Can Cold Therapy to Reverse Aging
Whenever you get exposed to temperatures that aren’t “thermoneutral”, your body kicks into gear to try and find a stable equilibrium — homeostasis — with the new environment. For example, when you get too cold your body starts labouring to try and stay warm, and vice versa.
Your breathing patterns change, and so does the blood flow to the skin. Heart rates fluctuate. Your body thinks “I’m in danger” and the longevity genes kick in, as a result, repairing faulty DNA breaks that, if left unattended, could go on to in later life to lead to cancers and other ailments.
Cold therapy also stimulates what is known as the “brown fat” in our bodies, a type of fat that decreases as we age. Brown fat is thought to be mitochondria rich and has been associated with reduced rates of diabetes, obesity, and Alzheimer’s disease. Studies of cold therapy in mice has revealed they live up to 20 per cent longer — the equivalent of about seven healthy additional years in humans.

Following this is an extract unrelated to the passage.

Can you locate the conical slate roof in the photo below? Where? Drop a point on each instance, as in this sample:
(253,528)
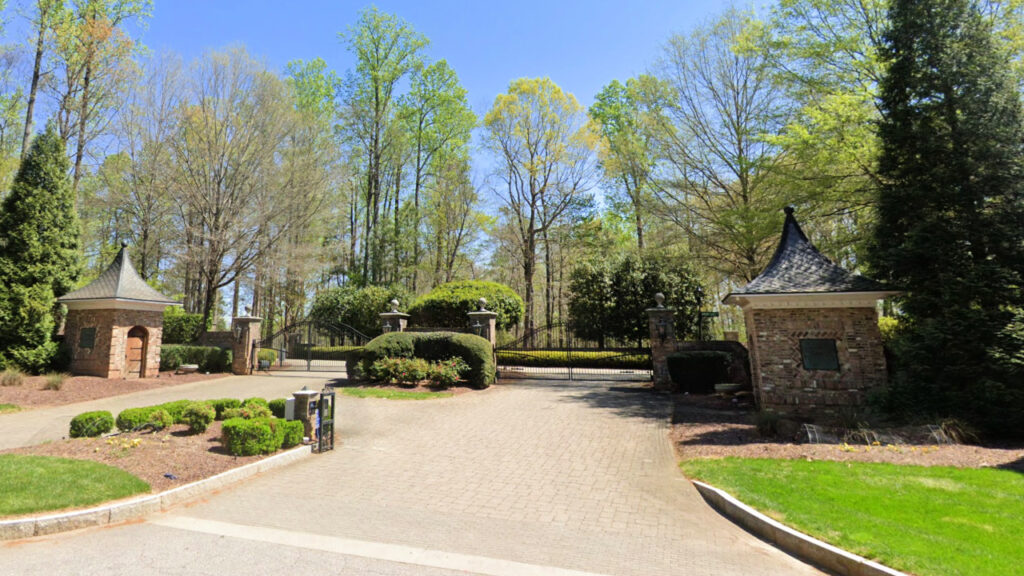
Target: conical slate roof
(798,268)
(119,282)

To activate your longevity genes with cold therapy, try sleeping with the window open, or going for a brisk walk in just a tee-shirt on a winter’s day. Don’t overdo it. Hypothermia is not good. Subjecting your body to extremely cold temperatures is not good. You just need to feel that uncomfortableness for a short while.
A 20-year study of over 2,300 middle-aged men from eastern Finland revealed that those who used a sauna frequently, up to seven days a week, enjoyed a twofold drop in:
- heart disease
- fatal heart attacks
- and all-cause mortality events over sauna users who only went once a week.

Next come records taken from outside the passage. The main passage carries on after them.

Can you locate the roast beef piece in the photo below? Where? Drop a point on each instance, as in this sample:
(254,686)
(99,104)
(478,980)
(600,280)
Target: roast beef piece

Again, it does us good to spend time out of the thermoneutral zone — our genes didn’t evolve for pampered comfort. Quite the opposite.
Run for your life
Sirtuins are modulated in the right direction by exercise, which should surprise no one. Exercise helps to build new blood vessels, improve heart and lung health; to make the exerciser stronger. It also extends telomeres (and shortened telomeres are one of the contributing factors to ageing).

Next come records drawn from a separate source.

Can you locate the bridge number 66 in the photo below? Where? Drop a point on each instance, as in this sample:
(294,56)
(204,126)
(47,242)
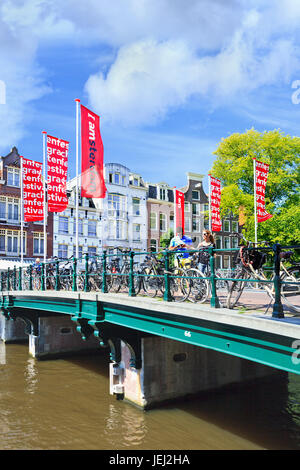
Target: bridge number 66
(296,354)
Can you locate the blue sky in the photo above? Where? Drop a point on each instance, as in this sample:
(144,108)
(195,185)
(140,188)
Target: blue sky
(169,78)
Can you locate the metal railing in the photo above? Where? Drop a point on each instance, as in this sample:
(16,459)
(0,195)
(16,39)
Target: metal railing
(101,272)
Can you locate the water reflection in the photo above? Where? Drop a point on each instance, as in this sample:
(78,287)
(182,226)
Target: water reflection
(125,426)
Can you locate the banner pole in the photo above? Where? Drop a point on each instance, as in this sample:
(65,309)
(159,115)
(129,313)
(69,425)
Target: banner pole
(209,202)
(255,202)
(77,177)
(22,209)
(44,187)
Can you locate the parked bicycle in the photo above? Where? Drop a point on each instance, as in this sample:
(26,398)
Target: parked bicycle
(250,266)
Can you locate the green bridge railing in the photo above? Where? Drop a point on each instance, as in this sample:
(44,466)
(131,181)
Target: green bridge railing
(115,273)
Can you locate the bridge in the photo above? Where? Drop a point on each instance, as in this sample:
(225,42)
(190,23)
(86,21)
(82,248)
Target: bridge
(159,350)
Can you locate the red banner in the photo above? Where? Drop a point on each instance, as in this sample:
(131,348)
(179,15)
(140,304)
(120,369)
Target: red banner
(261,175)
(57,160)
(92,179)
(215,199)
(33,191)
(179,213)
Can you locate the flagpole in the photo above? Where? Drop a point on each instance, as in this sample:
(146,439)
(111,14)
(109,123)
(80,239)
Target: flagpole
(44,188)
(175,220)
(209,202)
(77,176)
(22,209)
(255,202)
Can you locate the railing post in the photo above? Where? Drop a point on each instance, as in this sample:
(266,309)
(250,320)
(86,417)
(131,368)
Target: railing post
(132,292)
(214,301)
(86,274)
(20,278)
(57,281)
(15,278)
(30,277)
(277,307)
(43,283)
(167,293)
(104,285)
(74,287)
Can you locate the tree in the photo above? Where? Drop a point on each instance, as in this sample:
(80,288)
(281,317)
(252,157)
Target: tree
(234,167)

Running just four to five miles a week can reduce the chance of death from a heart attack by up to 40 per cent, and all-cause mortality by 45 per cent. Just 10 minutes of exercise a day is thought to add years to a person’s life.
Maybe You Should HIIT It to Reverse Aging
In order to truly engage the “repair” function of your survival circuit, though, and activate longevity genes, is high-intensity interval training (HIIT).
The sort that significantly raises your heart and respiration rates and that engages the greatest number of health-promoting genes. You’ll know you are doing vigorous activity when it feels challenging. Your breathing should be rapid; you should sweat and be unable to say more than a few words without pausing for breath.
This is the hypoxic response, great for inducing just enough stress to activate your body’s defences against ageing without doing permanent harm.
No matter how many times we engage the “repair” mode of our ancient survival circuits, it is impossible to repair all broken DNA. And anyway, DNA damage is essential to the function of our immune system and even in the formation of memories. But we do want to prevent unnecessary damage: you probably already have a good idea of what I’m talking about.
Cigarettes, the consumption of food and water with plastics containing PCBs, pesticides, excess meat intake, and too much sun and UV exposure. All of these will serve to overwork your sirtuins and over-stimulate your survival circuit. They are too stressful, not mildly stressful. In the end, you will age much faster. And will probably not live all that long.